The song operates through accumulation. Rather than building a single sustained argument, it catalogues examples of the anything-goes principle in action, each one a small shock that, placed in sequence with the others, demonstrates the comprehensiveness of the collapse of old certainties. Porter's genius was to treat this not as a lament but as a liberating observation, delivered with a lightness that makes the survey of moral permissiveness feel like good news rather than a warning.

What Harpers Bizarre added to this material was the sonic context of 1967, which made the song's argument feel both historically continuous and urgently contemporary. The Summer of Love was a moment when "anything goes" was not merely an observation but a rallying cry, when the generation doing the listening was actively working to dismantle the social conventions Porter had already been satirizing in a different key thirty-three years earlier. The group's choice to record this particular song at this particular moment was thus both historically aware and politically legible.

The irony embedded in the song is multilayered. Porter was himself a closeted gay man living in a society that criminalized his nature, and "Anything Goes" carries the additional meaning of someone celebrating, at a coded level, a world in which those constraints too might eventually dissolve. That hidden dimension of the lyric was not available to most listeners in 1967 but has become more visible to later audiences with greater awareness of Porter's biography, adding another layer of meaning to what already functions as a remarkably rich text.

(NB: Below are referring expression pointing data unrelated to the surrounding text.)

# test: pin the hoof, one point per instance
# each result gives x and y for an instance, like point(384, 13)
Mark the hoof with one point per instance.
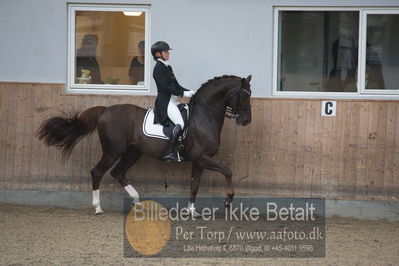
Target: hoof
point(134, 202)
point(98, 211)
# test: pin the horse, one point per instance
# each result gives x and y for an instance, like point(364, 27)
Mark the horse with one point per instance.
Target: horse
point(120, 132)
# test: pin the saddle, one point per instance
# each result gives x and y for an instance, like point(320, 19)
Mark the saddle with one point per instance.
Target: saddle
point(164, 132)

Harpers Bizarre brought their own kind of sophistication to the material, a West Coast pop refinement that honored Porter's wit without merely imitating it. The sunshine pop arrangement gave the song a brightness that emphasized its celebratory rather than satirical dimensions, and the group's impeccable harmonies lent the catalogue of permissive behaviors a kind of innocent delight that Porter himself might have found amusing. The gap between the song's content and the group's clean-cut delivery was itself a form of the anything-goes principle in action.

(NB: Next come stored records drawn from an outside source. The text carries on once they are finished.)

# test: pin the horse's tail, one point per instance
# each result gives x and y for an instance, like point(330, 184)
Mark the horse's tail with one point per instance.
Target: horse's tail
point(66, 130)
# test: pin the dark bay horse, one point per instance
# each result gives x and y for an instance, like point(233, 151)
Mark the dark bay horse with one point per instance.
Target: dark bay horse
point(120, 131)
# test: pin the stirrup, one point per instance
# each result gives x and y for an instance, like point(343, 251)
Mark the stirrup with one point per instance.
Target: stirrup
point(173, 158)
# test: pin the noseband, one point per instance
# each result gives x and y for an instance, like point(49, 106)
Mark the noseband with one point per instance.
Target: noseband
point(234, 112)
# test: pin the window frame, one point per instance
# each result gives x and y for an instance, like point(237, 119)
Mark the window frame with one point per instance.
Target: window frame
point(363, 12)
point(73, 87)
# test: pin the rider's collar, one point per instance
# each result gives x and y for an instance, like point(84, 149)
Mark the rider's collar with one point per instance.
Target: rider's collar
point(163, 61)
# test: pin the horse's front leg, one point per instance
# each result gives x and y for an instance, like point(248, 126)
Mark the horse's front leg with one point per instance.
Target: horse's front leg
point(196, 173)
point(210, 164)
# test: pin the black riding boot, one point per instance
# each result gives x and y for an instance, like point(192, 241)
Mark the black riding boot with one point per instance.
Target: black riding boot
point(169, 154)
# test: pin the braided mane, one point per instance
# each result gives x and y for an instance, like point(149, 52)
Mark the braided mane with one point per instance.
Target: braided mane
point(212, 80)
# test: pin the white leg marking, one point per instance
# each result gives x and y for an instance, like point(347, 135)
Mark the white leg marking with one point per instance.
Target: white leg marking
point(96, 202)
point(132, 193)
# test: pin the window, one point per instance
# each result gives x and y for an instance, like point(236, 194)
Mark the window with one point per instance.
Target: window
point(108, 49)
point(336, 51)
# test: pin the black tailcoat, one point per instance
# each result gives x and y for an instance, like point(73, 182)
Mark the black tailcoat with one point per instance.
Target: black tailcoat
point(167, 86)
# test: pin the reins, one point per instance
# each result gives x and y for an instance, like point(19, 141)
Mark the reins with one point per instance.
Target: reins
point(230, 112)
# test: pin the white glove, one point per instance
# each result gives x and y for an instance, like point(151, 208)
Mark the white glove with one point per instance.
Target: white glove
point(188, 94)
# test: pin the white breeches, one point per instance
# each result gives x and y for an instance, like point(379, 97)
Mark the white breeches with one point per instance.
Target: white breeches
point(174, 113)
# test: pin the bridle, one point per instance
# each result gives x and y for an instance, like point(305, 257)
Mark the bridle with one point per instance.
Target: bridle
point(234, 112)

The enduring relevance of "Anything Goes" as a title and a thesis is perhaps the most interesting thing about the song's cultural life. In every decade since 1934, someone has felt that the song describes their present moment accurately, that things have reached a point where the old rules no longer apply and the new rules have not yet been written. That sensation of moral and social vertigo is apparently a permanent feature of modern life, and Porter had the wit to see it clearly enough in 1934 to write a song that would document it forever.